The influence of Leonardo is most evident here in the scene of Christ Washing Peter’s Feet. The interior setting, with its walls and coffered ceiling rendered using central perspective, immediately brings to mind Leonardo’s Last Supper. Here, as there, the vanishing point lies just adjacent to Christ’s head, and the eye is therefore led down his left arm and towards the basin of water on the floor.

The initial depicting the Birth of the Virgin is of particular interest for showing signs of a radical change of composition during its creation. Among several obvious adjustments, the present large figure of a nurse holding the swaddled baby is painted over the bed, while the faint outline of a figure (looking down towards St Anne and perhaps holding a baby) is visible behind the bed, as is that of a sideboard on which lies a dish or bowl. These changes are especially interesting when our initial is compared with another by Master B.F. now in the Kupferstichkabinett in Berlin. There, in a remarkably similar composition used to depict the Birth of John the Baptist, a servant (holding a tray) and a sideboard are positioned behind the bed of St Elisabeth (Min. 4214; see B. Alai, Le miniature italiane del Kupferstichkabinett di Berlino, 2019, p. 302, no. 91); as if to avoid any possible confusion with the present initial, the Berlin initial is labelled ‘S. HELISABETH’ in the space above the saint’s bed.

The initials are framed together in a striking Italian Renaissance-style frame made for their former owner Sir George Holford in the early twentieth century. As far as we are aware, aside from the present initials only those by Master B.F. now at Birmingham City Art Museum are still preserved in Holford’s frames.

Provenance:
1. The Olivetan monastery of Santi Angelo e Niccolò on Villanova Sillaro at Lodi, near Milan.

2. Almost certainly the Abbate turned art dealer Luigi Celotti (1759–1843), although not among the cuttings by Master B.F. in the Christie’s sale of Celotti miniatures of 26 May 1825.

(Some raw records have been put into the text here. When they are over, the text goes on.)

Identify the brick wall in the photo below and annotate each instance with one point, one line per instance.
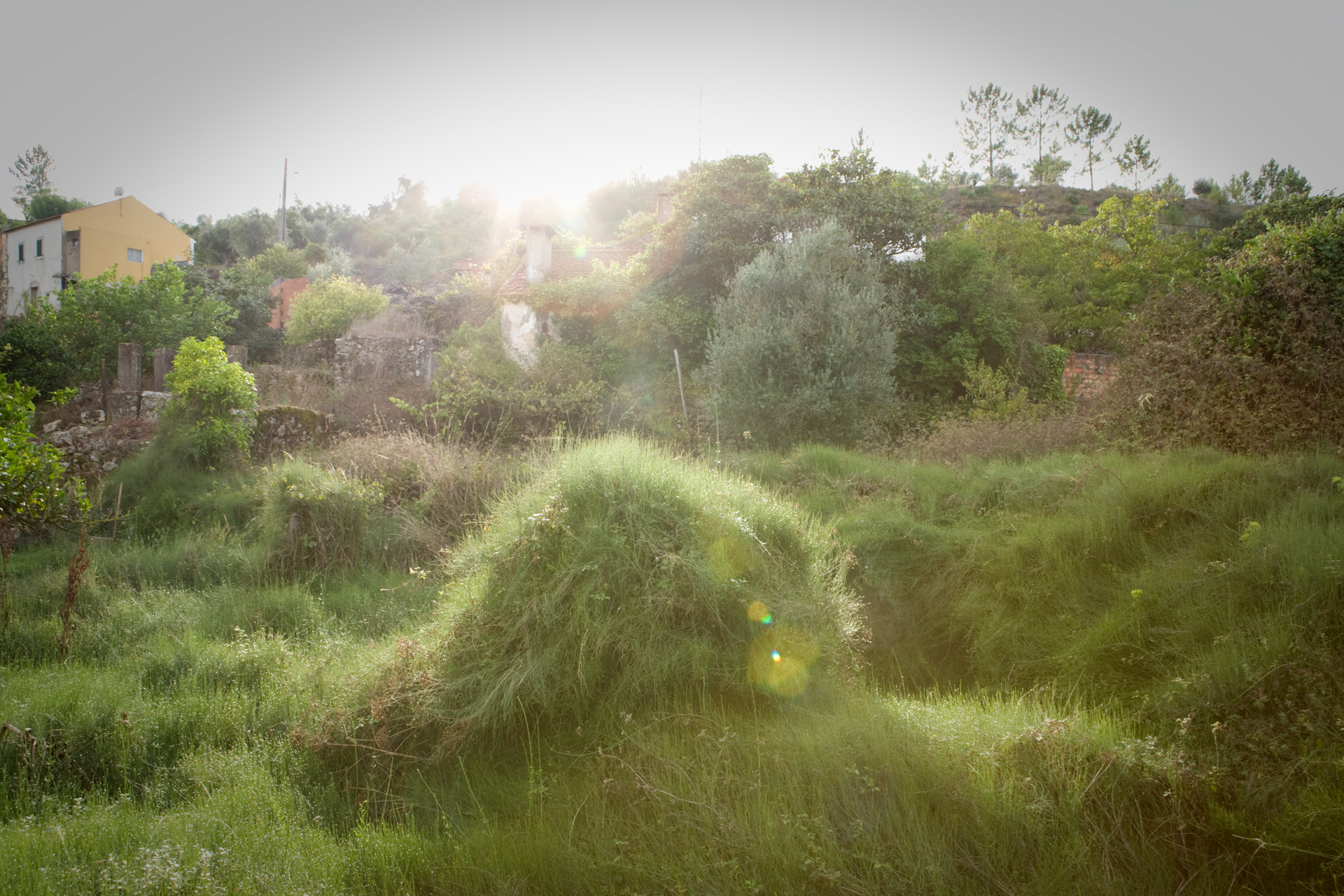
(1088, 375)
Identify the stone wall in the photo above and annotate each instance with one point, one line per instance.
(288, 429)
(360, 359)
(1088, 375)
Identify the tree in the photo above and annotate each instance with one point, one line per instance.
(245, 289)
(961, 304)
(159, 311)
(1050, 169)
(1138, 160)
(804, 343)
(31, 354)
(1273, 184)
(214, 405)
(990, 121)
(50, 206)
(1041, 115)
(327, 309)
(1249, 358)
(33, 169)
(726, 213)
(886, 211)
(34, 488)
(1091, 130)
(613, 202)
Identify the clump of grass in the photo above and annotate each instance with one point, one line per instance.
(164, 491)
(958, 438)
(318, 519)
(622, 580)
(435, 489)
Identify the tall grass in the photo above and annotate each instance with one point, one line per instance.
(1105, 673)
(620, 580)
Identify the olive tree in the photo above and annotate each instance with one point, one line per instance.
(804, 342)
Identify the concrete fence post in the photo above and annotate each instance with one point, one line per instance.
(163, 363)
(130, 359)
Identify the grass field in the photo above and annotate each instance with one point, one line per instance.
(1079, 673)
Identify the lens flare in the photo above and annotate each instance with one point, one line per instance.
(780, 660)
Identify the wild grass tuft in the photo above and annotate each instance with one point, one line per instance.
(622, 578)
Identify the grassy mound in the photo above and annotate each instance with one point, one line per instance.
(624, 580)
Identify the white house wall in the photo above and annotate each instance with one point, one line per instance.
(45, 272)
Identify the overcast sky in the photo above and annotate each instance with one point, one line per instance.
(194, 108)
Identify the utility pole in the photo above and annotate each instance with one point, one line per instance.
(284, 202)
(699, 132)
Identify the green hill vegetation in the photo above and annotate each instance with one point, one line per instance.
(1078, 673)
(792, 562)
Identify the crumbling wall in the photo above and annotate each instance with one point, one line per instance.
(288, 429)
(1088, 375)
(359, 359)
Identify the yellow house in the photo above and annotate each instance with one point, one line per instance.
(42, 255)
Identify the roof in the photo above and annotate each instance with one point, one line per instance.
(43, 220)
(574, 262)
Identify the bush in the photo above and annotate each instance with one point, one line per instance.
(328, 308)
(620, 580)
(1249, 362)
(34, 488)
(804, 343)
(214, 405)
(482, 391)
(31, 354)
(159, 311)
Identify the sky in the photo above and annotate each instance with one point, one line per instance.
(195, 108)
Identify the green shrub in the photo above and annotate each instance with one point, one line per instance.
(804, 343)
(327, 309)
(214, 405)
(622, 580)
(34, 488)
(318, 520)
(31, 354)
(159, 311)
(1249, 360)
(484, 394)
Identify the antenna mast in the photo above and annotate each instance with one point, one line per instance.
(284, 202)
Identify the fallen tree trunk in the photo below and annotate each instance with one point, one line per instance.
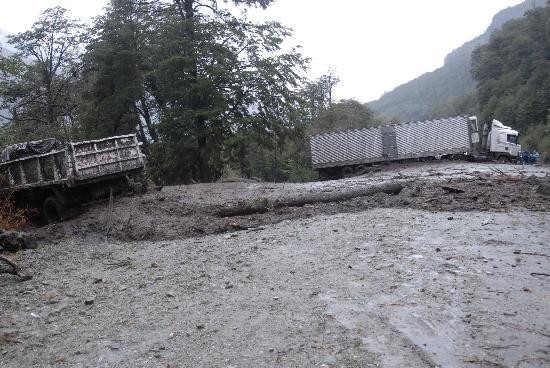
(14, 269)
(263, 205)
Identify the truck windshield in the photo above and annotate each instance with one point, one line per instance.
(512, 139)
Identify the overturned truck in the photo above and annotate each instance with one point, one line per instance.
(354, 152)
(53, 177)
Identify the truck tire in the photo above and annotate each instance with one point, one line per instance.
(52, 210)
(361, 170)
(347, 172)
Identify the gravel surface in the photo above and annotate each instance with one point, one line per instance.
(337, 285)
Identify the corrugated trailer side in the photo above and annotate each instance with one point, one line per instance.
(431, 138)
(346, 148)
(391, 142)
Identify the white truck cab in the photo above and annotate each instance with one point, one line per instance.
(503, 141)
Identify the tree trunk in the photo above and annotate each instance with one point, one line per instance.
(263, 205)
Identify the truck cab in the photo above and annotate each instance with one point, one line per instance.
(503, 141)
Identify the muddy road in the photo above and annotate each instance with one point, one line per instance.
(425, 278)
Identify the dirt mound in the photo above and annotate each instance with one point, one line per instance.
(186, 211)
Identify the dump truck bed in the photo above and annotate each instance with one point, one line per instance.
(391, 142)
(78, 163)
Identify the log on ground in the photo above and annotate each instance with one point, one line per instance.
(263, 205)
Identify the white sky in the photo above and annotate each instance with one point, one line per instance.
(372, 45)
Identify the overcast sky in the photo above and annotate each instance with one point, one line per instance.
(372, 45)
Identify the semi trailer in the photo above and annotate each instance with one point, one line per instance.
(51, 178)
(354, 152)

3. William Young Ottley (1771–1836); sale, Sotheby, 11 May 1838, apparently lots 79 (iii), 92 (ii), and 101 (i; one of two initials in the lot).

4. Robert Stayner Holford (1808–1892), art and plant collector and reputedly the richest commoner in England. ‘Holford began to collect works of art in 1839 and became one of the most distinguished collectors of his time, with an enthusiasm for the Italian Renaissance. The diarist A.N.L. Munby described him as “a collector with an eye for quality and the means to indulge it without stint”. No doubt in tribute to the superb quality of his illuminated manuscripts and early printed books, he referred to Holford as the “Ideal Connoisseur”’ (ODNB).

5. Sir George Holford (1860–1926); sale, Sotheby, ‘The Holford Library. Part I. Catalogue of the magnificent series of illuminations on vellum’, 12 July 1927, lot 33, bought by the collector, dealer, and forger Felix Joubert (1872–1953).

6. Sotheby, ‘Fine Western and Oriental Manuscripts and Miniatures’, 7 December 1953, lot 22 (‘the property of a lady of title’), where bought by the dealer Francis Edwards (against Maggs).

7. John Percival Love (1896–1974), Chairman of Francis Edwards; thence by descent.

References:
See G.M. Canova, Miniature dell’Italia settentrionale nella Fondazione Giorgio Cini, 1978; M. Carminati, Codici miniate del Maestro B.F. a Casorate Primo, 1995; A. de Floriani in F. Todini, ed., Museo Civico Amedeo Lia. Miniature, 1996, pp. 92-4, no. 18; P.L. Mulas in Enluminures italiennes. Chefs-d’oeuvre du Musée Condé, 2000, pp. 59-60, no. 15; J. R. Tannis, ed., Leaves of Gold. Manuscript illuminations from Philadelphia collections, 2001, pp. 179-81, no. 62; and P. Palladino, Treasures of a lost Art (2003), pp. 142-3, no. 70.